И повернул ко мне такое гневное, такое одичавшее лицо, что я еле его узнал, но он тут же отвернулся, словно ему стало стыдно.

— Что ты хочешь знать? — крикнул он раздраженно. — Хочешь знать, убивал ли я? Да?

Его трясло от бешенства, может быть, от ненависти.

— Да, убивал! Хочешь знать, кого? И сколько раз? Я сам не знаю! И никогда не узнаю! И это не имеет значения! Я убивал, и теперь все не имеет никакого значения. Ты это хотел узнать, да?

Я был ошеломлен, я не знал, что сказать. Я ждал продолжения, окончания. Катриэль бросил на меня пронзительный взгляд и заплакал, потом засмеялся, потом стал плакать и смеяться одновременно.

— Ты думаешь, что можно все знать! Все понять и все передать! Ты смешон, ты жалок! Уходи! Оставь меня! Ты хочешь сохранить невинность, но не понимаешь, что это такое. Я тоже!

— Да нет же, Катриэль, я понимаю. Я понимаю, что тебе надо отдохнуть.
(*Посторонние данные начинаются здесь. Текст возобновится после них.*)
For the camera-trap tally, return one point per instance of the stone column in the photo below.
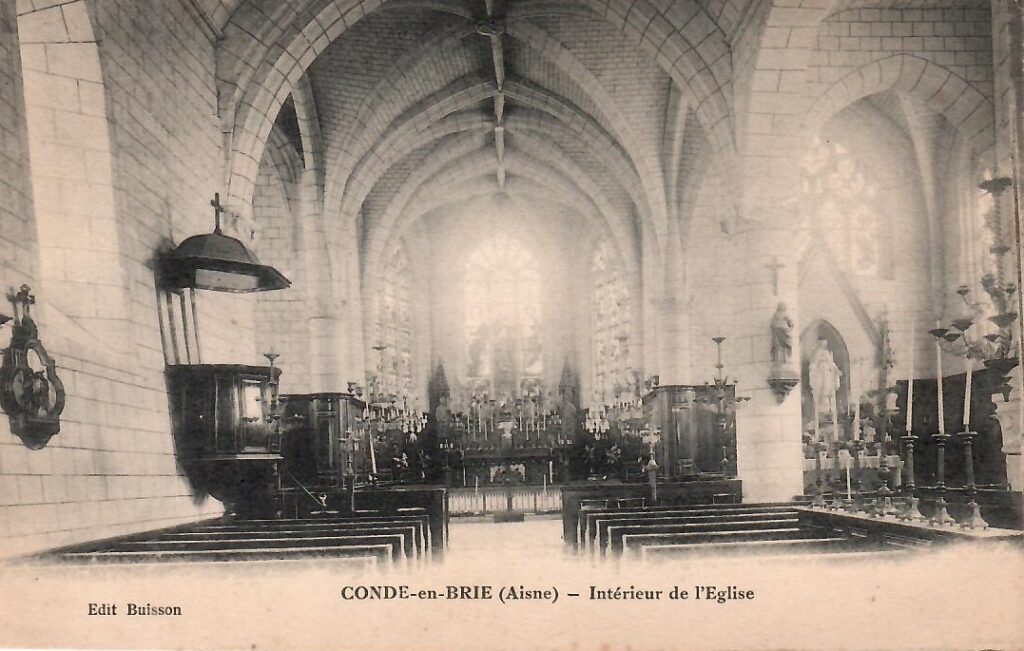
(768, 430)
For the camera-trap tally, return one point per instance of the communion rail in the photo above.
(488, 500)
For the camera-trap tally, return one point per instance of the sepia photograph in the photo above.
(511, 324)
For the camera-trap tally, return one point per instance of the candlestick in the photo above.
(856, 420)
(938, 376)
(849, 489)
(967, 394)
(909, 387)
(373, 454)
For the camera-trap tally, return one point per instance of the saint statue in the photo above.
(824, 378)
(781, 337)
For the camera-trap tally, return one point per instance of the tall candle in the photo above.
(967, 396)
(909, 387)
(836, 423)
(373, 454)
(938, 375)
(856, 420)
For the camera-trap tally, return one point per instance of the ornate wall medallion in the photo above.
(31, 392)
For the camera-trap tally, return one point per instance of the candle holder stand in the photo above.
(973, 519)
(857, 498)
(818, 500)
(884, 504)
(837, 483)
(911, 506)
(941, 515)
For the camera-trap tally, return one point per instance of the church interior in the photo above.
(350, 278)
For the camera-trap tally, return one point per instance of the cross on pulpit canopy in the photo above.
(217, 210)
(774, 266)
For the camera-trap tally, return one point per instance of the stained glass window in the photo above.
(610, 309)
(845, 205)
(391, 337)
(503, 316)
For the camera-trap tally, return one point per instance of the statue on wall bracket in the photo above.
(782, 376)
(31, 393)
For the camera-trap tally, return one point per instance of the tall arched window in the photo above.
(503, 316)
(611, 332)
(845, 205)
(390, 355)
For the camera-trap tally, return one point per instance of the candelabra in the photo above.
(723, 403)
(818, 500)
(597, 422)
(910, 509)
(386, 407)
(272, 405)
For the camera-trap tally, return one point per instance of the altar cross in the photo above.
(774, 266)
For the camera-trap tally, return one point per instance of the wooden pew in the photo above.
(383, 534)
(587, 530)
(774, 549)
(378, 554)
(415, 543)
(616, 532)
(599, 524)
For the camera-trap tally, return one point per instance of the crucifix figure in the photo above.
(774, 267)
(217, 209)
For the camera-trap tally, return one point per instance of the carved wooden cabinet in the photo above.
(322, 445)
(221, 411)
(692, 434)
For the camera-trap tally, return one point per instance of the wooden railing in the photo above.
(487, 500)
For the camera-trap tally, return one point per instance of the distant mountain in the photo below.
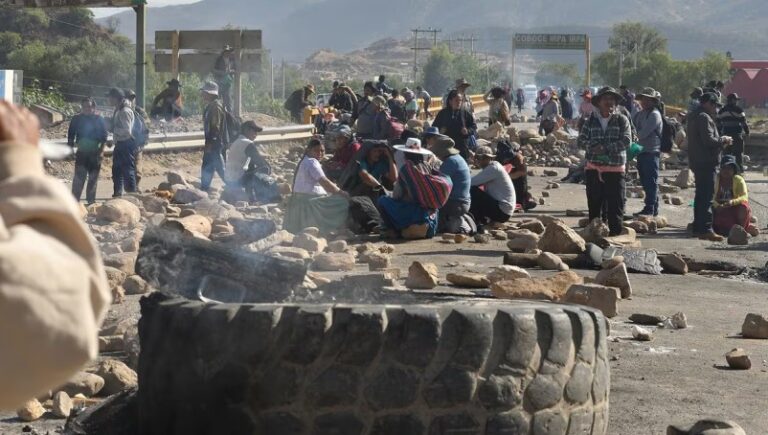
(294, 29)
— Ты думаешь? Ничего ты не знаешь!

Неужели и в нем война оставила каплю своего яда, своей ненависти?

— Уйди, прошу тебя.

Я ушел, чувствуя терпкую горечь во рту.

— Вроде с тобой все в порядке, — сказал Гад, в конце дня принявший меня.

— Простая царапина.

— А ведь был на волосок, счастливчик ты этакий!

— Да уж, если бы не ты!..

— В следующий раз будешь внимательнее. Я не всегда буду рядом, чтобы выбросить тебя из машины.

— Слушаюсь, командир.

Хотя лицо его обострилось от напряжения и бессонницы, он был спокоен, бодр и полностью владел собой. Перед тем, как меня отпустить, он сообщил последние новости: мы идем от победы к победе, мы побеждаем на всех фронтах. На Синае противник удирает во все лопатки; вся нация держит пари!

— А Старый город?

— Мы возьмем его завтра. Завтра утром.

Мы пожали друг другу руки, и я вернулся к себе. Иоав показал, где ложиться.
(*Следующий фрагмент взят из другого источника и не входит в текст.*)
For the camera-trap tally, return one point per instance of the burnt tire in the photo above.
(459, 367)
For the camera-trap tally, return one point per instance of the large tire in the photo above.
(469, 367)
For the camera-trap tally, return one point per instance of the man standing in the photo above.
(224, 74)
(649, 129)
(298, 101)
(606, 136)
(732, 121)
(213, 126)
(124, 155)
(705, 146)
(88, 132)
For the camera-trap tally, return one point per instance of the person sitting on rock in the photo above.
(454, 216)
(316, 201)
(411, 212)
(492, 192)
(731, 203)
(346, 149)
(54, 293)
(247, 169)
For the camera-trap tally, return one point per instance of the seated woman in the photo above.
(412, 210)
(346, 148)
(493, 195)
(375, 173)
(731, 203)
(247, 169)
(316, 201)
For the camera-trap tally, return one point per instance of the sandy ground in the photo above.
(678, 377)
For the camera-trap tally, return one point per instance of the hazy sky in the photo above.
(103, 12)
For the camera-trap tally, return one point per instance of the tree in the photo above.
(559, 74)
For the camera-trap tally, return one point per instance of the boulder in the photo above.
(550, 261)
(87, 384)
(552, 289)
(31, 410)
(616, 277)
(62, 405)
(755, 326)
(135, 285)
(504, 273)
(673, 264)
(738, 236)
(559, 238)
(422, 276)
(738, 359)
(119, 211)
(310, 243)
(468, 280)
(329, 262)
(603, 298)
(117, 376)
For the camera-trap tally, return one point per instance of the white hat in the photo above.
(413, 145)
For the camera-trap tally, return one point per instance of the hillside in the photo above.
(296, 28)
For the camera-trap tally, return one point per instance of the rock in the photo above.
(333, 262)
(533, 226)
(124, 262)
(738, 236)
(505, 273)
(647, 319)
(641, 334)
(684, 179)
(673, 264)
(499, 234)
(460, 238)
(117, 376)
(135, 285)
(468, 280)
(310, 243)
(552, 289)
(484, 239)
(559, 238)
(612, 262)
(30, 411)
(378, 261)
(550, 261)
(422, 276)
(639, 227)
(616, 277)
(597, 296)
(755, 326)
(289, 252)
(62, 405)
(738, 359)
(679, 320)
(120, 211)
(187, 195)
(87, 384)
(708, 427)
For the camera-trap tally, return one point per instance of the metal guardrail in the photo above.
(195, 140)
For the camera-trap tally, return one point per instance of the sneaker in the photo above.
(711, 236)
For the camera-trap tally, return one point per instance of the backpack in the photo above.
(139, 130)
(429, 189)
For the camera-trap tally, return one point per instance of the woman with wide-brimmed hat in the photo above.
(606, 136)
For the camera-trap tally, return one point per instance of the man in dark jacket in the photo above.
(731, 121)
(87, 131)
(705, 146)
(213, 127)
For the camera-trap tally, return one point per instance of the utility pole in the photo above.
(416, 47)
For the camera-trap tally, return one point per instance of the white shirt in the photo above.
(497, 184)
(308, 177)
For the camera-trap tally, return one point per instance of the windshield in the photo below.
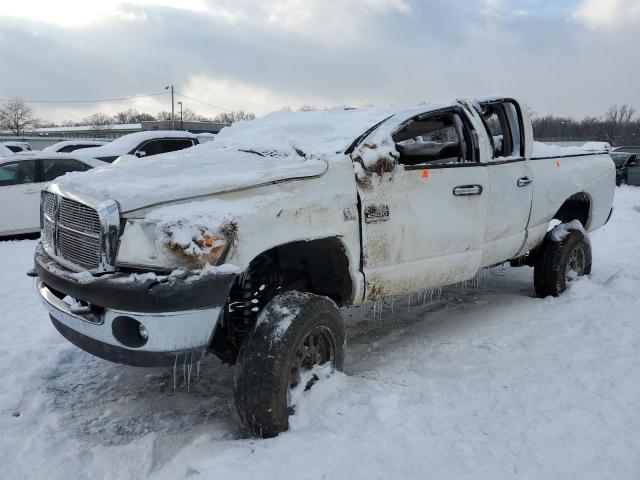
(619, 158)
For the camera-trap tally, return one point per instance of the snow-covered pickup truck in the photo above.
(248, 246)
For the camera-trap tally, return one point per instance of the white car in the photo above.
(250, 244)
(18, 147)
(21, 180)
(67, 146)
(143, 144)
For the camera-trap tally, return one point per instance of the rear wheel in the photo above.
(563, 257)
(296, 336)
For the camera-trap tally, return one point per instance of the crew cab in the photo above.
(246, 247)
(143, 144)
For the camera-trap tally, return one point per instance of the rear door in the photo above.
(423, 222)
(19, 197)
(510, 190)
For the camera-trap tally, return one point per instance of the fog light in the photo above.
(129, 332)
(143, 332)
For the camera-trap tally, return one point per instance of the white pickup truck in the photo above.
(248, 246)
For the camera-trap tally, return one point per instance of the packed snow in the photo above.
(483, 381)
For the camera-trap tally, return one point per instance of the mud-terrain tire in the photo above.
(564, 255)
(293, 332)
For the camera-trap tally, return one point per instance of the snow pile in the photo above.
(541, 150)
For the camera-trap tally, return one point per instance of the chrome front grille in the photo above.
(73, 232)
(48, 227)
(78, 248)
(79, 218)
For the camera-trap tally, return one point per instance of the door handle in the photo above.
(467, 190)
(524, 181)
— Пол жестковат, но сейчас ты этого не заметишь.

Я остановился, чтобы посмотреть в окно. Затемнение превратило город в призрак. Вчера, только вчера,

человек, которого я никогда не узнаю, стоял, вероятно, перед этим же окном; о чем он думал?

— Ложись, — сказал Иоав. — Ночь пройдет быстро. А потом...

Где жители этой деревни? Где дети этого дома?

— Ты что, не слышишь, что тебе говорят? — раздраженно спросил Иоав.

Я растянулся на полу. Мне вовсе не хотелось спать. Я бы охотнее вышел прогуляться. Но это воспрещалось. К тому же это было опасно. Ладно, попробуем заснуть. Но спать я не мог. Чем больше я старался, тем дальше убегал от меня сон. Опять меня бросило в лихорадку, опять стала мучить тревога. Я был на пределе усталости, на пределе познания; я не знал, что со мной будет завтра.

— Скоро мы будем в настоящем Иерусалиме, — сказал голос рядом со мной, голос, принадлежавший Катриэлю.

Я торопливо вызвал в себе вчерашние воспоминания и прежние голоса. Возвращайтесь скорее, мечты! Иерусалим так близок, так далек! Он живой, он скоро будет доступен. Я мысленно разговаривал с собой — ребенком. Ну, сделай же так, чтобы я рассмеялся. Один-единственный раз. Да так, как никогда еще не смеялся в своей жизни. Над вчерашним и над завтрашним днем, над Катриэлем, который поддался — а не следовало бы! — и над Гадом, который сопротивляется — уж слишком хорошо сопротивляется! Теперь я хочу принести в дар Иерусалиму свой смех — смех, а не слезы!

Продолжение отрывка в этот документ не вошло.